Our results explain the extent of direct ET (through space or water mediated) vs through-adenine superexchange in the forward ET reaction from the flavin to the DNA lesion. Either mechanism can prevail, depending on thermal access to the corresponding photolyase conformations. Our MD simulations indicate the possible occurrence of two adenine geometries that produce the two different tunneling mechanisms, thus providing a consistent explanation of the divergent conclusions on adenine mediation role in previous studies.^23,25 The population of the two adenine conformations is expected to be enzyme and temperature dependent. At 293 K, we found a somewhat higher adenine-mediated superexchange contribution to the forward ET for A. nidulans compared to E. coli photolyase. Since the temperatures at which these two enzymes function are expected to differ by a few degrees, it will be useful to investigate the role of adenine in the A. nidulans DNA photolyase above 30 °C. This investigation could show whether the ET mediation roles of adenine in A. nidulans and in E. coli. photolyases decrease at similar temperatures, or if there is a temperature range where adenine’s role is significantly different in the two mesophile enzymes (species-dependent adenine role).

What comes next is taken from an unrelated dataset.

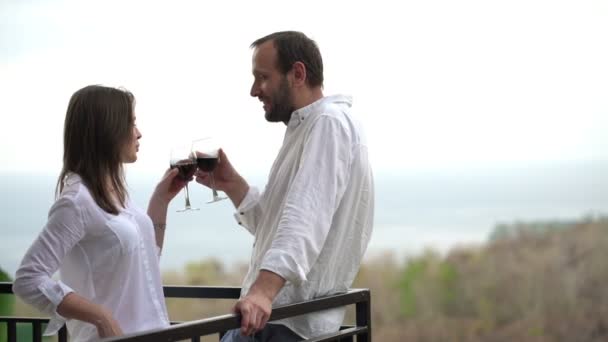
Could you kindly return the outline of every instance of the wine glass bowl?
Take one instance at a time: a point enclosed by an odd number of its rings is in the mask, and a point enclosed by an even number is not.
[[[171,168],[177,168],[179,171],[178,177],[183,181],[187,182],[192,179],[196,172],[196,163],[192,159],[179,160],[174,164],[171,164]]]
[[[218,155],[205,154],[202,152],[196,152],[196,164],[198,169],[204,172],[213,172],[217,166]]]
[[[207,203],[214,203],[226,199],[226,197],[219,196],[215,188],[214,171],[218,163],[220,163],[220,145],[218,142],[211,137],[194,140],[192,142],[192,154],[196,157],[198,169],[209,173],[213,199]]]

Our simulations and f-value analysis indicate that adenine is positioned stably between flavin and CPD in extremophile photolyases. In the E. coli mesophile photolyase, adenine tends to flip out of the region between the flavin and CPD at the enzyme operation temperature of 37 °C (see SI, Figure S3). For photolyase from A. nidulans mesophile, adenine is predominantly located between the flavin and CPD. However, this enzyme might have a working temperature above 30 °C, similar to the case of the PCC 7942 strain of this bacterium,³⁶ with possible effects on the stability of adenine’s position between the flavin and CPD. Simulations of A. nidulans DNA photolyase at temperatures above 30 °C (as well as experimental assessment of the bacterial growth temperature), and of extremophilic DNA photolyases at temperatures different from the optimal growth temperatures, would allow us to establish whether the DNA photolyases of thermophiles and hyperthermophiles, compared to those in mesophiles, maintain the adenine in positions that support superexchange ET over wider temperature ranges.